An Embodiment of the Present Disclosure Provides an Audio Playback Method of an Audio Playback Device, Including:

In some exemplary embodiments, before the method, it further includes: determining the scan frequency list; performing one or more single frequency point audio tests on each scan frequency point in the scan frequency point list to determine a first audio gain corresponding to each scan frequency point, the single frequency point audio test includes: playing a single frequency point audio, the single frequency point audio generates a baseband signal and a harmonic band signal, determining a signal gain of the harmonic band signal, and recording the audio gain corresponding to the current single frequency point audio as the first audio gain corresponding to the single frequency point when the signal gain of the harmonic band signal is lower than a preset harmonic gain threshold; and generating an audio resonance table of the audio playback device.
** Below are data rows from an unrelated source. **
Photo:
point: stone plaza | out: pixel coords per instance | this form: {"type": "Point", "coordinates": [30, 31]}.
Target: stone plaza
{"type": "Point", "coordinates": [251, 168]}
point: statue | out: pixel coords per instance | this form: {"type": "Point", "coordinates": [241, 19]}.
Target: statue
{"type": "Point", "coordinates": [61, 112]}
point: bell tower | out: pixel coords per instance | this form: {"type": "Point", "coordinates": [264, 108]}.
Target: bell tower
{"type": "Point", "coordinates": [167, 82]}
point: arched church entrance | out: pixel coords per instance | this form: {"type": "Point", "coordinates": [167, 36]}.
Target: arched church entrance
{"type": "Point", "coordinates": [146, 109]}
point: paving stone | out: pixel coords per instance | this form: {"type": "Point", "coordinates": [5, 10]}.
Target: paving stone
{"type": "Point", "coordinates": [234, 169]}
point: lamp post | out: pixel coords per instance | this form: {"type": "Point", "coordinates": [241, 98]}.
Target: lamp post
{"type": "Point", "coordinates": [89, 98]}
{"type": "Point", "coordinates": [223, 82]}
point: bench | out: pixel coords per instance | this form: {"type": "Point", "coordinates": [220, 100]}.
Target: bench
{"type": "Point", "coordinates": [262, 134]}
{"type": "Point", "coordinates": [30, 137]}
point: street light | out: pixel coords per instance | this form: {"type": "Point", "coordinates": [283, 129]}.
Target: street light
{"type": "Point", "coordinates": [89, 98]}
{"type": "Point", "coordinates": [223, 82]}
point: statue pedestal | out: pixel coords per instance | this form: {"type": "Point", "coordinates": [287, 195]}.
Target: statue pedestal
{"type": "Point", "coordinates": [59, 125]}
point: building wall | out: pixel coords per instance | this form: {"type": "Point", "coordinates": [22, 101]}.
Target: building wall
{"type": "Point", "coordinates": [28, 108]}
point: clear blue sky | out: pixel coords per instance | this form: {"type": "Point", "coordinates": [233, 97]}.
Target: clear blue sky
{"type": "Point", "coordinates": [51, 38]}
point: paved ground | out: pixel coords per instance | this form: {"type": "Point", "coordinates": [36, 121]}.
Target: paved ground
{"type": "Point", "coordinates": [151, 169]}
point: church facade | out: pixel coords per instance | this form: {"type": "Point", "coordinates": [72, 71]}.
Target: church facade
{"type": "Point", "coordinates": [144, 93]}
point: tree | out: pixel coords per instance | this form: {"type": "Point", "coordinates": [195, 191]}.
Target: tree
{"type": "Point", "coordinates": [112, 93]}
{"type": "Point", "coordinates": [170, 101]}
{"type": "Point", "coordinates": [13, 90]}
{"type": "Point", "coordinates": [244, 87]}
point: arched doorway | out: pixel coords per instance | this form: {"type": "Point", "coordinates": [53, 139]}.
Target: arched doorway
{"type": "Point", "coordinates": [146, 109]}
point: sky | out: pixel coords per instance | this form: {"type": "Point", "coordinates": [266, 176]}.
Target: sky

In some exemplary embodiments, the performing of one or more single frequency point audio tests on each scan frequency point in the scan frequency point list includes: initializing the audio gain of the current scan frequency point; outputting a single frequency point audio of the current scan frequency point, wherein the single frequency point audio is propagated through vibration of air and a structural member of the audio playback device to generate a baseband signal and a harmonic band signal; determining the signal gain of the harmonic band signal and determining whether the signal gain of the harmonic band signal is less than or equal to a preset harmonic gain threshold; when the signal gain of the harmonic band signal is less than or equal to the preset harmonic gain threshold, recording the audio gain of the current output single frequency point audio as the first audio gain corresponding to the current scan frequency point; and when the signal gain of the harmonic band signal is greater than the preset harmonic gain threshold, reducing the audio gain of the current single frequency point audio, and returning to the step of outputting the single frequency point audio of the current scan frequency point and continuing to execute in a loop.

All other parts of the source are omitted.